2.40 Color/Colour

Category: Philosophy of Mind

Keywords: blue, green, colors, colours, yellow, color, colour, patch, red, secondary, orange, redness, qualities, quality, looks

Number of Articles: 247
Percentage of Total: 0.8%
Rank: 64th

Weighted Number of Articles: 268.7
Percentage of Total: 0.8%
Rank: 62nd

Mean Publication Year: 1975.5
Weighted Mean Publication Year: 1969.2
Median Publication Year: 1980
Modal Publication Year: 2007

Topic with Most Overlap: Perception (0.0549)
Topic this Overlaps Most With: Perception (0.0325)
Topic with Least Overlap: Crime and Punishment (0.00011)
Topic this Overlaps Least With: Marx (0.00035)

A scatterplot showing which proportion of articles each year are in the color/colourtopic. The x-axis shows the year, the y-axis measures the proportion of articles each year in this topic. There is one dot per year. The highest value is in 1879 when 4.3% of articles were in this topic. The lowest value is in 1887 when 0.1% of articles were in this topic. The full table that provides the data for this graph is available in Table A.40 in Appendix A.

Figure 2.98: Color/colour.

A set of twelve scatterplots showing the proportion of articles in each journal in each year that are in the Color/Colourtopic. There is one scatterplot for each of the twelve journals that are the focus of this book. In each scatterplot, the x-axis is the year, and the y-axis is the proportion of articles in that year in that journal in this topic. Here are the average values for each of the twelve scatterplots - these tell you on average how much of the journal is dedicated to this topic. Mind - 1.1%. Proceedings of the Aristotelian Society - 0.7%. Ethics - 0.1%. Philosophical Review - 1.1%. Analysis - 1.4%. Philosophy and Public Affairs - 0.1%. Journal of Philosophy - 0.8%. Philosophy and Phenomenological Research - 0.9%. Philosophy of Science - 0.4%. Noûs - 0.8%. The Philosophical Quarterly - 1.0%. British Journal for the Philosophy of Science - 0.5%. The topic reaches its zenith in year 1879 when it makes up, on average across the journals, 4.3% of the articles.
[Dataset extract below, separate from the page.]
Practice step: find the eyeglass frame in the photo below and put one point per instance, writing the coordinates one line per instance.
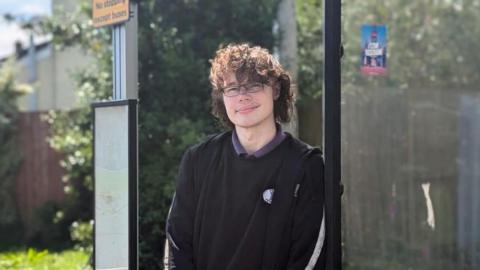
(248, 88)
And it hits a minimum in year 1891 when it makes up, on average across the journals, 0.1% of the articles.

Figure 2.99: Color/colour articles in each journal.

Table 2.85: Characteristic articles of the color/colour topic.
Table 2.86: Highly cited articles in the color/colour topic.

Comments

Just like the previous topic, color/colour shows a very constant pattern over time. There are some outlier measures in the early years, when there are papers that are probably just as much psychology papers as philosophy papers by twentieth-century standards). But otherwise it stays at around 0.5–1 percent per year.

When I was building a lot of models to see what patterns turned up repeatedly, a topic on color/colour turned up reliably but not uniformly. This model is about as paradigm an instance of the topic as one might hope to see. It has articles from the nineteenth century through the twenty-first century and multiple articles near the top of the characteristic articles table by Edward Wilson Averill and Mark Eli Kalderon. That feels right to me, but not all of the models agreed. It isn’t too hard to build a model were some of the early papers get rolled in with the other psychology papers, other papers get lumped into the broader perception topic, and yet others get put in with metaphysics. But that seemed wrong; this is a distinctive and important topic.

It is useful to see how much it has (and has not) changed over time. The model gives the highest probability of being in this topic to this discussion note by Grant Allen (1879). It’s a speculative piece about what recent experimental results might say about the structure of cones and their arrangement inside the eye. This kind of piece doesn’t feel out of place in Mind circa 1879, and it wouldn’t feel out of place in present-day philosophy, but it would very much feel out of place for much of the twentieth century.